In a shocking departure from the habitually polite speech of European relations, French Finance Minister Michel Sapin accused Belgian officials of a ‘‘lack of will . . . maybe also a kind of naivete’’ in ignoring the spread of radical Islam among the country’s 650,000-member Muslim population.
Alain Marsaud, a conservative member of France’s Parliament, said in a newspaper interview he was ‘‘disgusted by the inability of the Belgians over these recent months and years to deal with this problem.’’
He expressed particular astonishment that it took the Belgians more than four months to capture Paris attacks suspect Salah Abdeslam, who returned to Brussels the day after the bloodbath in the French capital but eluded Belgian authorities multiple times and was run to ground only Friday.
At their emergency meeting in Brussels Thursday, European Union justice and interior ministers discussed the Brussels attacks that killed 31 people and injured about 270 Tuesday.
The ministers pledged to cooperate more closely on intelligence sharing. They also appealed ‘‘as a matter of urgency’’ for the European Parliament to adopt an agreement that would allow authorities to exchange airport passenger data.
The passenger data issue has long disturbed privacy campaigners, and figures large in the debate over security versus liberties. The United States has long pushed for better data sharing, but Europeans have balked over privacy issues.
Raffaello Pantucci, director of international security studies at the Royal United Services Institute in London, called it ‘‘depressingly predictable’’ that a major attack would occur in Brussels.
‘‘There is sort of a perfect union,’’ he said — a combination of homegrown, hardened Muslim radicals willing to act and possessing the tools and opportunity, as well as a government and law enforcement structure that simply isn’t up to the task.
Among the Belgian vulnerabilities: Guns, including illegal battlefield-grade weapons from the former Yugoslavia, are readily available.
In addition, a complicated, disjointed governmental structure has hindered the forging of a unified front against extremism.
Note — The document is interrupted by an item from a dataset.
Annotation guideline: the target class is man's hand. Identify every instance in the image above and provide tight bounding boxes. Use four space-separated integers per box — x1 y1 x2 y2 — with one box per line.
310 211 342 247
Mayors in the greater Brussels area complained last year that even when officially alerted to the presence of suspected radicals in their municipalities, they lacked the power to do anything about it.
The Brussels area, a mosaic of 19 municipalities where 1 million people live, has six police zones, compared with a single law enforcement agency for all of New York City and its population of 8.4 million.
And around the country, different forces operate in French, Dutch. or German, complicating communication.
All that has allowed radical groups to operate with less fear of detection than they face elsewhere. Per capita, Belgium is the Islamic State’s most fertile recruiting ground in Europe as it seeks to find Westerners to fight for its self-styled caliphate in Syria and Iraq.
Many of the suicide bombers and gunmen in last year’s Paris attacks lived in Brussels. And French authorities say Belgian involvement is suspected in the abortive attack on an international express train and a failed plot to attack a Paris-area church.
Last month, the Belgian government announced a $450 million program to combat ‘‘terrorism and radicalization,’’ including the hiring of 1,000 additional police, prosecutors, state security agents and other personnel.
Material from the Associated Press was included in this report.